Titled after the Bulgarian-French feminist and semiotician Julia Kristeva’s 1987 book Black Sun—a study of depression and melancholia—Lee’s installation debuts a body of kinetic sculptures housed in an architectural environment specially designed for the New Museum. Led by concerns of space, atmosphere, and materials, including fabric, steel, and clay, the tactile qualities of Lee’s newest work suggest emotional voids and psychological tensions.
This exhibition is curated by Gary Carrion-Murayari, Kraus Family Senior Curator, and Madeline Weisburg, Curatorial Assistant.

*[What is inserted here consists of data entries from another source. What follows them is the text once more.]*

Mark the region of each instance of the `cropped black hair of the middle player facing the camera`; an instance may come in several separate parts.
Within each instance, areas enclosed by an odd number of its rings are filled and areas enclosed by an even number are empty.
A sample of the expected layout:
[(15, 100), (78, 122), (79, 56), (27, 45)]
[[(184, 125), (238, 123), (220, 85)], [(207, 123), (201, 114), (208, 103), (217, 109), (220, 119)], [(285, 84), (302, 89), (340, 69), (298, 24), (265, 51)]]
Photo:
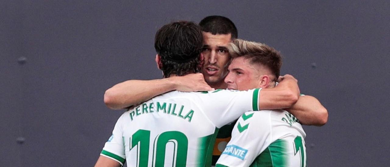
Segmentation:
[(207, 16), (199, 22), (202, 31), (216, 34), (231, 34), (232, 39), (238, 38), (236, 25), (227, 17)]

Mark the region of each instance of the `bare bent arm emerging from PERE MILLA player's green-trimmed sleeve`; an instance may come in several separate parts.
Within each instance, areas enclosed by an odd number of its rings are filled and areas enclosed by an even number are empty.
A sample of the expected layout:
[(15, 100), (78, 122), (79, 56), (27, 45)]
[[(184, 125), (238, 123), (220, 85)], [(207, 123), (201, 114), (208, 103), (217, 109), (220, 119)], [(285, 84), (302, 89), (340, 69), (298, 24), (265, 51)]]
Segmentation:
[(292, 75), (285, 75), (276, 87), (261, 90), (259, 109), (290, 108), (298, 101), (299, 94), (298, 81)]

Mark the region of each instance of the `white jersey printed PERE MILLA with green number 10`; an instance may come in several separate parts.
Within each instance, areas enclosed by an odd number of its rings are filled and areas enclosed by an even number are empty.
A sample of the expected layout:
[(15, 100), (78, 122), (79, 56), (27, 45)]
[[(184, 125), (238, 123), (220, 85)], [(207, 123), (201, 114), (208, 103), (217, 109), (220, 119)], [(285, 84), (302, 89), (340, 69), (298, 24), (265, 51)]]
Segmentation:
[(260, 90), (156, 96), (119, 117), (101, 155), (128, 167), (210, 166), (218, 128), (258, 110)]

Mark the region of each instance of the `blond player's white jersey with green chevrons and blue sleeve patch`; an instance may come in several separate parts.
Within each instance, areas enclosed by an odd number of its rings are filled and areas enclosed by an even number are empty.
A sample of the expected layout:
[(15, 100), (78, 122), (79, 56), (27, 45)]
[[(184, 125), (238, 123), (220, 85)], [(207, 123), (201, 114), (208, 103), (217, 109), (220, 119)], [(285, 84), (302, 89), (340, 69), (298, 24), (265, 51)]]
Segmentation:
[(246, 112), (216, 167), (305, 167), (306, 133), (285, 110)]

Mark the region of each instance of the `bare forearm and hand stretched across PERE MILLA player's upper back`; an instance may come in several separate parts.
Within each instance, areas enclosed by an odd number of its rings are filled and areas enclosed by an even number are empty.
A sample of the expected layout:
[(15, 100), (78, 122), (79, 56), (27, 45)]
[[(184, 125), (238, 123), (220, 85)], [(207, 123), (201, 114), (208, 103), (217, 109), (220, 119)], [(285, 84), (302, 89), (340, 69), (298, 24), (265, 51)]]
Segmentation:
[(104, 94), (104, 103), (108, 108), (122, 109), (173, 90), (192, 92), (213, 89), (206, 84), (201, 73), (158, 80), (128, 80), (108, 89)]

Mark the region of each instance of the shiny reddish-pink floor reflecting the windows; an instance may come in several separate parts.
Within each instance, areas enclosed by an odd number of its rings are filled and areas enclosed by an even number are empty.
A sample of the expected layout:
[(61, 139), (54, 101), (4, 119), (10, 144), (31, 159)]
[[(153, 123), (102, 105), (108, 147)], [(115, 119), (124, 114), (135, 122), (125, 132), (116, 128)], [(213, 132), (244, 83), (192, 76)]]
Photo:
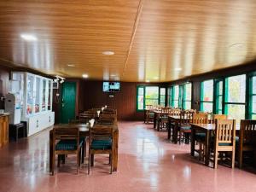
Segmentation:
[[(189, 155), (189, 145), (166, 140), (141, 122), (119, 123), (119, 170), (108, 174), (107, 156), (96, 156), (90, 176), (86, 165), (75, 174), (74, 159), (48, 172), (49, 131), (0, 149), (0, 191), (88, 192), (253, 192), (256, 174), (218, 166), (213, 170)], [(70, 160), (71, 159), (71, 160)]]

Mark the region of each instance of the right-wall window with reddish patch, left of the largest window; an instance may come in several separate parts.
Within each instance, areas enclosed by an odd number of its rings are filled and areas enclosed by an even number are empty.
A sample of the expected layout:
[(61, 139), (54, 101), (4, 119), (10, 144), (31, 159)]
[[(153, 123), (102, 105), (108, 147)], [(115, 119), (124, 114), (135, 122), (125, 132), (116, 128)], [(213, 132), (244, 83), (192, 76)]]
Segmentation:
[(213, 80), (201, 82), (201, 111), (212, 112), (213, 107)]

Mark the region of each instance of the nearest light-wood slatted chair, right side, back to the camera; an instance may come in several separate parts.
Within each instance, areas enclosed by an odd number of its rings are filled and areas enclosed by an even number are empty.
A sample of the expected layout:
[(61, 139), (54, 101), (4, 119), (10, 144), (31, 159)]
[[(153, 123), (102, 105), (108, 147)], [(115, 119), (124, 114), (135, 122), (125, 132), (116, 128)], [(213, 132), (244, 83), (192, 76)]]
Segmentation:
[(216, 122), (214, 143), (210, 144), (210, 151), (213, 152), (213, 168), (218, 166), (218, 154), (231, 152), (231, 167), (235, 166), (236, 150), (236, 120), (218, 119)]

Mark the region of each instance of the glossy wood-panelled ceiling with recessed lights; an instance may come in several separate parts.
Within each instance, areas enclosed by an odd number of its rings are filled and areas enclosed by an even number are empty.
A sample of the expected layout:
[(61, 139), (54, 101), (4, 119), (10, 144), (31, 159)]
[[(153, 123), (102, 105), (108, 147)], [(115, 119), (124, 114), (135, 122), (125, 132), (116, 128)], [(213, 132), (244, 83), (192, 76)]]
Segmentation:
[(1, 1), (0, 64), (73, 78), (182, 79), (255, 59), (255, 10), (255, 0)]

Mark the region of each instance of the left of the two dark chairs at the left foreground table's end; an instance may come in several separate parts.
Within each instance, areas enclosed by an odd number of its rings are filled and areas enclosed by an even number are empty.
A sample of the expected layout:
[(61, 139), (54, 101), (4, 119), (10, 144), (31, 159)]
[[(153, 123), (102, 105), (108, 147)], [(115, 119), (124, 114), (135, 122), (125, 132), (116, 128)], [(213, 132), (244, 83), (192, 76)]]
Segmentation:
[(54, 128), (53, 130), (53, 158), (52, 175), (55, 174), (55, 155), (58, 155), (58, 167), (60, 166), (61, 155), (77, 155), (77, 174), (80, 166), (80, 153), (84, 141), (79, 137), (79, 128)]

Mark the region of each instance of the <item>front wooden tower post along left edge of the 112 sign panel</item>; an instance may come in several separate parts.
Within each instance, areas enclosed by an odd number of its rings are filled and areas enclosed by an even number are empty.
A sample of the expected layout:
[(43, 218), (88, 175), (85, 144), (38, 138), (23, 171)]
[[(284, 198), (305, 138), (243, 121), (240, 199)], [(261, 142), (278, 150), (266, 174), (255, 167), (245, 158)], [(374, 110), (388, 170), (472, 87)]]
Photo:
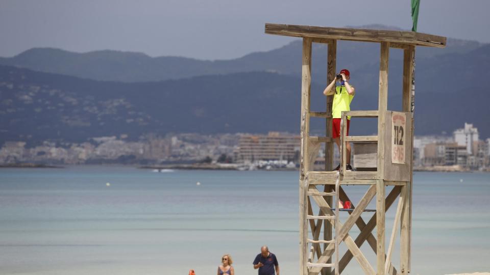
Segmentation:
[(384, 186), (384, 143), (385, 121), (388, 105), (388, 59), (389, 42), (381, 42), (379, 61), (379, 98), (378, 98), (378, 172), (376, 181), (376, 232), (377, 232), (377, 265), (378, 275), (384, 275), (385, 265), (385, 186)]

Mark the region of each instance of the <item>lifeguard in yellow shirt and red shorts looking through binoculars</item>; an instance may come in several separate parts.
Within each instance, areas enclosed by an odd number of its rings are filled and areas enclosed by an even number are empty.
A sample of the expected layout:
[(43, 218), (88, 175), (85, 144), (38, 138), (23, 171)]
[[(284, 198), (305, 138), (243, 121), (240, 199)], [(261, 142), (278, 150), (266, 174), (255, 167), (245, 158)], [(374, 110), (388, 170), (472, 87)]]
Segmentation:
[[(337, 144), (337, 148), (340, 154), (340, 118), (342, 111), (351, 111), (351, 102), (356, 94), (353, 86), (349, 84), (351, 79), (351, 73), (347, 69), (342, 69), (333, 79), (333, 81), (325, 88), (323, 94), (326, 96), (333, 95), (332, 104), (332, 139)], [(340, 86), (337, 86), (337, 81)], [(347, 135), (349, 135), (349, 126), (351, 122), (351, 117), (347, 117)], [(351, 144), (347, 143), (347, 164), (346, 169), (352, 171), (351, 166)], [(335, 170), (340, 169), (340, 164), (335, 168)]]

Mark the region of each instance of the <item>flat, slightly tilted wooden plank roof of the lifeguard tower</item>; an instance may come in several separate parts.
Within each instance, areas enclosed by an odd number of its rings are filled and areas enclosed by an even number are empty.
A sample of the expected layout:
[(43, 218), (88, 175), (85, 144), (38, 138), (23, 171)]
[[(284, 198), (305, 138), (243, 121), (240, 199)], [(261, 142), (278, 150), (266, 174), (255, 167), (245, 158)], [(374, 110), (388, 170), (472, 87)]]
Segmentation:
[(336, 39), (364, 42), (394, 42), (428, 47), (446, 47), (446, 37), (407, 32), (351, 28), (330, 28), (325, 26), (306, 26), (265, 23), (265, 33), (294, 37)]

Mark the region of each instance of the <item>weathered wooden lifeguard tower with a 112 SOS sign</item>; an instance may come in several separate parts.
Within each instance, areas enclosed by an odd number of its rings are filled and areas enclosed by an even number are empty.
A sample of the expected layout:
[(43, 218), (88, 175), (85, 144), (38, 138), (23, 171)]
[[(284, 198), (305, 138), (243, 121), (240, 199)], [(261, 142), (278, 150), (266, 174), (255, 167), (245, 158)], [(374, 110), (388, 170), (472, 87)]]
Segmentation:
[[(300, 170), (300, 274), (339, 274), (355, 258), (365, 274), (407, 274), (410, 272), (412, 145), (414, 106), (415, 46), (446, 46), (446, 38), (416, 32), (327, 28), (321, 26), (265, 24), (265, 33), (303, 38), (301, 85), (301, 170)], [(327, 97), (325, 112), (310, 110), (311, 46), (328, 45), (327, 83), (335, 78), (337, 40), (375, 42), (381, 44), (378, 109), (342, 112), (340, 171), (332, 171), (331, 107), (333, 96)], [(390, 48), (403, 49), (402, 112), (388, 111), (388, 57)], [(361, 91), (360, 88), (358, 88)], [(346, 136), (346, 117), (377, 118), (378, 134)], [(310, 136), (310, 117), (326, 119), (325, 136)], [(374, 129), (373, 129), (374, 130)], [(354, 144), (354, 168), (346, 171), (346, 143)], [(312, 171), (320, 143), (326, 143), (325, 171)], [(362, 170), (362, 171), (361, 171)], [(367, 185), (365, 195), (352, 209), (339, 209), (340, 201), (350, 201), (342, 185)], [(387, 186), (393, 189), (385, 196)], [(318, 188), (321, 188), (320, 190)], [(376, 210), (364, 222), (361, 214), (376, 196)], [(333, 199), (335, 198), (335, 200)], [(398, 199), (398, 207), (388, 248), (385, 246), (385, 213)], [(313, 214), (312, 203), (318, 215)], [(349, 215), (344, 223), (339, 213)], [(323, 225), (323, 238), (321, 238)], [(356, 225), (360, 233), (349, 235)], [(391, 255), (400, 227), (400, 267), (391, 263)], [(376, 228), (376, 237), (372, 231)], [(335, 234), (333, 234), (335, 233)], [(373, 267), (360, 250), (367, 241), (376, 253)], [(339, 257), (339, 244), (347, 252)], [(322, 247), (323, 245), (323, 247)]]

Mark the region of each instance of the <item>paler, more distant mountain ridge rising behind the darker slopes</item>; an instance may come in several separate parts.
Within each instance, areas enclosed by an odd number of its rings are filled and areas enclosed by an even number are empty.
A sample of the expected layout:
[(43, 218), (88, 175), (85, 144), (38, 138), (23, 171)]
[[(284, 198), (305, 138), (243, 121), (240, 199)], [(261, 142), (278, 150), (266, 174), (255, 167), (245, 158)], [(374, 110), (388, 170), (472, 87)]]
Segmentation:
[[(382, 25), (361, 26), (363, 29), (401, 30)], [(420, 59), (445, 54), (465, 54), (481, 47), (476, 41), (448, 39), (443, 49), (418, 47)], [(356, 71), (366, 65), (379, 63), (379, 44), (339, 41), (337, 67)], [(11, 58), (0, 58), (0, 64), (35, 71), (66, 74), (103, 81), (145, 82), (188, 78), (200, 75), (268, 71), (301, 75), (301, 40), (266, 52), (253, 52), (232, 60), (197, 60), (183, 57), (149, 57), (139, 52), (100, 50), (86, 53), (56, 48), (32, 48)], [(327, 46), (314, 43), (312, 49), (313, 80), (325, 81)], [(392, 60), (403, 59), (401, 50), (392, 50)], [(315, 80), (316, 79), (316, 80)]]

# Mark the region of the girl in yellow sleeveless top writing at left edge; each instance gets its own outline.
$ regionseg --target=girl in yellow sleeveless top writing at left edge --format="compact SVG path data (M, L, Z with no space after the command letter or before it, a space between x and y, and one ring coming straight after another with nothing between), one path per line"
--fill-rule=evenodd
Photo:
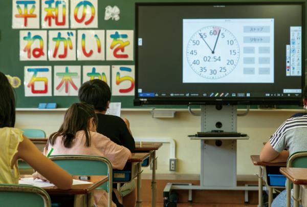
M7 77L0 72L0 183L18 184L17 160L23 159L33 169L60 189L70 189L73 179L35 147L15 126L15 97ZM38 177L33 174L33 178Z

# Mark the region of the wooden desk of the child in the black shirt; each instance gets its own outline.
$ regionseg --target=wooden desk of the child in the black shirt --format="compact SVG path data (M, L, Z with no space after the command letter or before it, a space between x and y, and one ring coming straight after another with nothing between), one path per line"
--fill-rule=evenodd
M152 178L151 178L151 206L156 207L156 150L161 148L163 143L161 142L136 142L136 152L149 152L149 163L152 162Z

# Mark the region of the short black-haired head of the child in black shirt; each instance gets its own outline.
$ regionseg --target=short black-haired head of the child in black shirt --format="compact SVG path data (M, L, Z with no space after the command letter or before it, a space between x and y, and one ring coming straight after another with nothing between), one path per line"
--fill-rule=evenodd
M94 79L84 82L78 94L81 102L89 103L97 111L106 111L107 102L111 100L111 90L106 82Z

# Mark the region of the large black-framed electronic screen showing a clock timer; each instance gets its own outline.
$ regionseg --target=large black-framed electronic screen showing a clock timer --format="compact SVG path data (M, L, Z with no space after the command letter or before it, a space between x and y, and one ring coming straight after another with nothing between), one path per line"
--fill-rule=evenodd
M298 105L304 2L137 3L135 105Z

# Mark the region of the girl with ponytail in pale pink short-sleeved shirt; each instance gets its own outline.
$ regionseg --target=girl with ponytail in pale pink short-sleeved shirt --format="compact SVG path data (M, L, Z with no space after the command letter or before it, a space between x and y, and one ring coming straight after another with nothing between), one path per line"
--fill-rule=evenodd
M97 116L94 108L87 103L73 103L66 111L59 130L50 135L44 154L53 148L53 155L93 155L106 157L115 169L123 169L131 152L96 132ZM114 189L116 191L116 189ZM115 198L115 194L113 194ZM122 206L117 199L113 206ZM96 206L107 205L107 193L94 191Z

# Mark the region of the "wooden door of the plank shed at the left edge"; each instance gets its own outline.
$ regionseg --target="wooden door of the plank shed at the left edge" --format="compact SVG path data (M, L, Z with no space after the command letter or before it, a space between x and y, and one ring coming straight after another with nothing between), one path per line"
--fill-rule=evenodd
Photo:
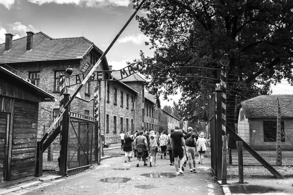
M0 112L0 181L7 179L9 115Z

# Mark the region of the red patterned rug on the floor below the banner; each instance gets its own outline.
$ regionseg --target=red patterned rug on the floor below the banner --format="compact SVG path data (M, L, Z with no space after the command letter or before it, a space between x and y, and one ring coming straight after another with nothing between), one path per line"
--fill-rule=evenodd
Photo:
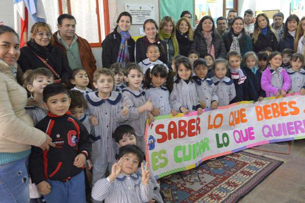
M248 152L208 160L190 175L172 174L161 179L164 202L237 202L283 162Z

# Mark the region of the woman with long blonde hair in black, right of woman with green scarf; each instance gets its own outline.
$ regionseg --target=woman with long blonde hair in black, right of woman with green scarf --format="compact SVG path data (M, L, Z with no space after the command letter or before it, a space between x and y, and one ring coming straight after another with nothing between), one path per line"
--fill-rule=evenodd
M176 38L179 44L180 55L188 57L190 44L193 41L194 32L188 18L180 18L176 24Z

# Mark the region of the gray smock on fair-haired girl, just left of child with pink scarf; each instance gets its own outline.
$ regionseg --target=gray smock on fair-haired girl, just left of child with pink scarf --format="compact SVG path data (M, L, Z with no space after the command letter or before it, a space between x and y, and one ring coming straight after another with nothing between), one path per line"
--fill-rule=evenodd
M219 79L214 76L211 78L211 80L216 86L216 94L219 99L218 106L222 107L229 105L230 101L236 96L236 90L233 80L226 76L222 79Z

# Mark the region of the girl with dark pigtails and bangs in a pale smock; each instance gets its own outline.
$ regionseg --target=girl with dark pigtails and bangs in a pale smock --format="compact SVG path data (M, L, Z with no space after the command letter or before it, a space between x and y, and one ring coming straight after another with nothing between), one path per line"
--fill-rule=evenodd
M168 73L164 65L157 64L153 69L149 69L145 74L144 92L145 98L151 99L154 105L151 114L154 116L178 114L175 110L171 110L169 104L169 94L172 91L172 73Z

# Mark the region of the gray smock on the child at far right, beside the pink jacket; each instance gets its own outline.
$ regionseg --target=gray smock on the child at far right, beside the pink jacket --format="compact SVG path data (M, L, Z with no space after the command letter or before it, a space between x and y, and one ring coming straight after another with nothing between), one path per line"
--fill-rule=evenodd
M293 71L292 68L287 70L287 73L291 79L291 88L290 90L294 92L301 91L302 88L305 88L305 70L301 68L300 71Z

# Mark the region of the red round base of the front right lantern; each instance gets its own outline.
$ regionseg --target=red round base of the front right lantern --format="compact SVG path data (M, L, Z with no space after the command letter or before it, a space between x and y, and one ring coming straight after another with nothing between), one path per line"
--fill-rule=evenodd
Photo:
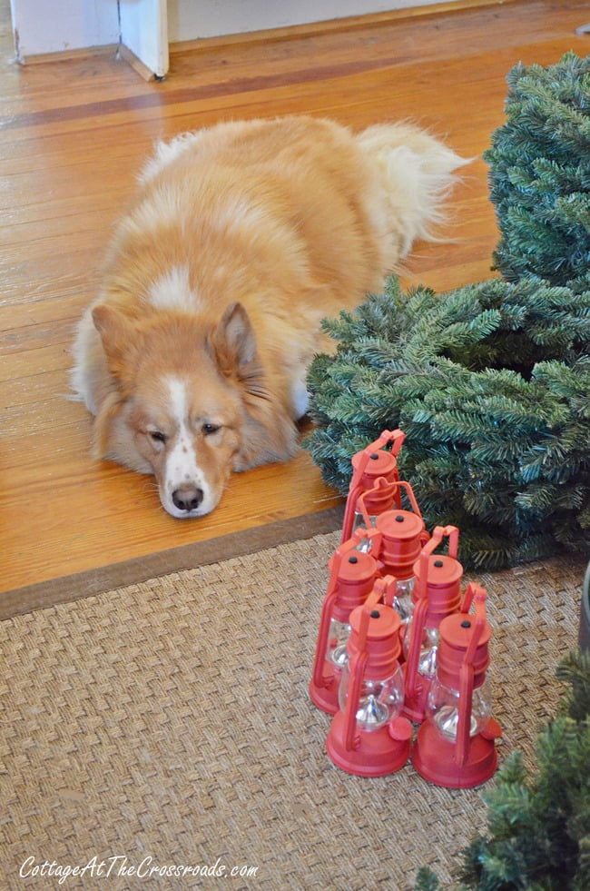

Wynnie Mynerva: The Original Riot
For their first solo museum exhibition in the US, Wynnie Mynerva presents a site-specific installation created for the New Museum’s Lobby Gallery. Through a gallery-spanning painting—the largest ever exhibited at the New Museum—alongside a sculptural element created from the artist’s own rib, Mynerva reimagines the Biblical origin story of Eve to envision gender-expansive futures.
Born in 1992 in Villa El Salvador on the outskirts of Lima, Peru, Mynerva grew up in an environment with a strong history of activism, and where violence based on gender, sexuality, race, and social class was extremely prevalent. Responding to their most profound traumas and desires, Mynerva creates cathartic visions of revenge and emancipation—representations of a world in which sexual dissidence is praised as powerful political action. Their large-scale, colorful paintings depict bodies that hover on the edge of abstraction, refusing to be categorized, consumed, or controlled, and their radical performances and body modifications posit sexual transgression as a path to social transformation. Foregrounding the need to reexamine longstanding narratives, their New Museum exhibition Wynnie Mynerva: The Original Riot offers a joyful rejection of patriarchy and gender binarism.
Wynnie Mynerva: The Original Riot is curated by Bernardo Mosqueira, ISLAA Curatorial Fellow.